This apparently 'simple' question [Does Debt Matter?is far more complex than it looks and I can't answer coherently without establishing some factual and legal premises (which you are all free to challenge and discuss), viz.:

  1. All money is a liability of its issuer;
  2. Most western economies operate with ~3% cash (notes & coin) and ~97% "credit"; and  
  3. [Legal definition] "Credit is provided if ... payment of a debt ... is deferred".

N.B. The legal definition given in Item 3 comes from current Australian credit legislation (paraphrased), and "credit" [in Item 2] is NOT the same as Credit [in Item 3].  

My reasoning goes like this:

Firstly, it follows from [3] that Credit cannot be provided unless a prior debt exists.  This is very simple logic: without a pre-existing debt, no payment obligation can exist; if no payment obligation exists, payment cannot be deferred (because it is not even required) so, Credit cannot be provided in that circumstance. 
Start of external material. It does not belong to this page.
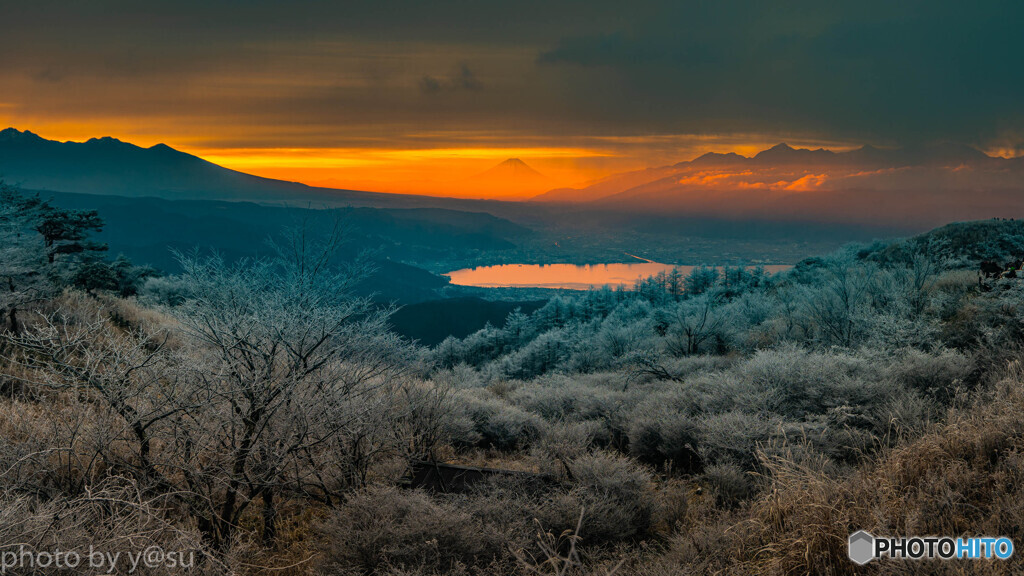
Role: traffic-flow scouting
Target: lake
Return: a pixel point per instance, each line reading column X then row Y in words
column 572, row 277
Secondly, the great bulk of our money (~97%) which is called "credit" is not, in fact, Credit (as legally defined in [3]).  It is the sum total of all of the credit-balances in various customer accounts held by the banks which make up the banking industry.  

Thirdly, all of those account balances [which are customer assets] are liabilities of those banks

And therein are the clues which lead to my conditional answer: "If the 'debt' originated from a bank 'loan' transaction it does not matter because it is not actually a debt." 

Why?  Quite simply, because you cannot "lend" a liability.  

To establish a debt, a true loan must involve an asset transfer from lender to borrower.  Since no bank "loan" transfers a bank asset to the customer, it is not actually a loan and therefore incurs no debt.   

So-called "bank credit" is not even Credit and never belonged to the bank that fraudulently laid claim to it when it created it (as a credit-balance) in the customer's account.  As it is actually a credit-balance in the bank's liability account, the bank is the debtor, and the customer is the creditor, on that account.

What a bank pretends to "lend" to its "borrowing" customer is the credit-item which it creates in its liability account, as the matching 'double-entry' for the debit-item it creates in its asset account, representing the commercial value of the "loan" document signed by the customer, considered as a promissory note.  

That document is a negotiable instrument;  it's worth the money amount written in it (like any formal IOU). No asset of the bank is involved in this "loan" transaction; the only asset involved is that provided TO the bank BY the customer.  

The customer does have a moral obligation (i.e. to keep his solemn promise-to-pay) but that obligation does not arise from a debt relationship.  

Since there is no debt relationship, interest charges are NOT justified.

The bank is merely society's book-keeper, monitoring the keeping of the customer's promise-to-pay.   Since the bank RISKS NO ASSET, the bank suffers no LOSS if a payment is delayed or even if payments stop for six months.  If the bank is entitled to anything, it is entitled to 'account-keeping fees' for actual effort involved in recording customer payments made into the account, for as long as the account remains open, and that will be small and uniform for all accounts, irrespective of the size of the account balance.